Consider a sphere upon a plane (say $\mathbb{R}^2$). Let $C$ be the center of the sphere. Consider the lower hemisphere plus the boundary (bowl) and project lines from $C$ across the surface until they intersect the plane. We have a bijection between the bowl without border and $\mathbb{R}^2$. If we associate a direction to each pair of antipodal points on the boundary, we get a bijection between the bowl and $\mathbb{R}^2 \cup \{\mathrm{directions}\}$ (essentially, these are two models of the real projective plane)
Trying to make this bijection a homeomorphism, what kind of topology should be defined upon the bowl and $\mathbb{R}^2 \cup \{\mathrm{directions}\}$?
The slickest way to do this is simply to use quotient topologies.
On the bowl itself, use the quotient topology under which each border point of the bowl is identified with the antipodal border point. You obtain a quotient map $$q : \text{(bowl)} \to \text{(quotient space of the bowl)} $$ From this you also a bijection $$F : \text{(quotient space of the bowl)} \to \mathbb{R}^2 \cup \{\text{directions}\} $$ Using the bijection $F$, declare a subset $A \subset \mathbb{R}^2 \cup \{\text{directions}\}$ to be open if and only if it $F^{-1}(A)$ is an open subset of the quotient space of the bowl, if and only if $q^{-1}(F^{-1}(A))$ is an open subset of the bowl itself.

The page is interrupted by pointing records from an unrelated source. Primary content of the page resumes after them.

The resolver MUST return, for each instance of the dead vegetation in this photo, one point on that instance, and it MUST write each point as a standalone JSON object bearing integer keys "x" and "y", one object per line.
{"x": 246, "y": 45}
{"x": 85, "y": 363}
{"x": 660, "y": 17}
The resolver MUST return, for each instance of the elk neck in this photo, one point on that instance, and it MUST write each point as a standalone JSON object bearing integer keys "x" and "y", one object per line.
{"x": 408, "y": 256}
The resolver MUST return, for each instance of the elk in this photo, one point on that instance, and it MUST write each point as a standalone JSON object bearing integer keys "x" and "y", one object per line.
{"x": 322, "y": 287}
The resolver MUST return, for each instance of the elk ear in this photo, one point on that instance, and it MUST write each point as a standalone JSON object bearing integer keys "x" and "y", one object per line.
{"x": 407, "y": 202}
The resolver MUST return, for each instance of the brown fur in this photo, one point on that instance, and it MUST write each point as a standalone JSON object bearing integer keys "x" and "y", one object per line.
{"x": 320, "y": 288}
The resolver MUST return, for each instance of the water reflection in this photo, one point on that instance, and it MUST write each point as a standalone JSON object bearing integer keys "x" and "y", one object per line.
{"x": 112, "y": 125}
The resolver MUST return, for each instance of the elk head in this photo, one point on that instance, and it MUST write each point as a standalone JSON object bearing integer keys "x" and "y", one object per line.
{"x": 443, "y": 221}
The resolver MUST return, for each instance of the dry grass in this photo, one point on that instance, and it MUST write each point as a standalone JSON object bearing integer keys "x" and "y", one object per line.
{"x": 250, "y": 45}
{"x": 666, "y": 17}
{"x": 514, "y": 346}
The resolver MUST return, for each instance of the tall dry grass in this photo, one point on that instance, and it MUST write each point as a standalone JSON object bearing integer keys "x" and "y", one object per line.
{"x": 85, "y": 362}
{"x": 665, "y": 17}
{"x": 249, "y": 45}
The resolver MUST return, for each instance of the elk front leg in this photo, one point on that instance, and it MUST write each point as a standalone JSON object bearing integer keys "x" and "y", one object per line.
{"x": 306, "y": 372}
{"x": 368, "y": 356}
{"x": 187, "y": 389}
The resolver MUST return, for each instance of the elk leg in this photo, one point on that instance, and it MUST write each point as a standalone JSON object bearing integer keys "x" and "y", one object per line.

One thing you can observe is that $F \circ q$ is the same as the central projection that you describe, restricted to the bowl minus its border and with image being $\mathbb{R}^2$. It follows that if $A \subset \mathbb{R}^2$ then $A$ is an open subset of $\mathbb{R}^2$ if and only if $q^{-1}(F^{-1}(A))$ is an open subset of the bowl minus its border.
If this answer is a little too slick, it is also possible to describe more directly a basis for the topology on $\mathbb{R}^2 \cup \{\text{directions}\}$.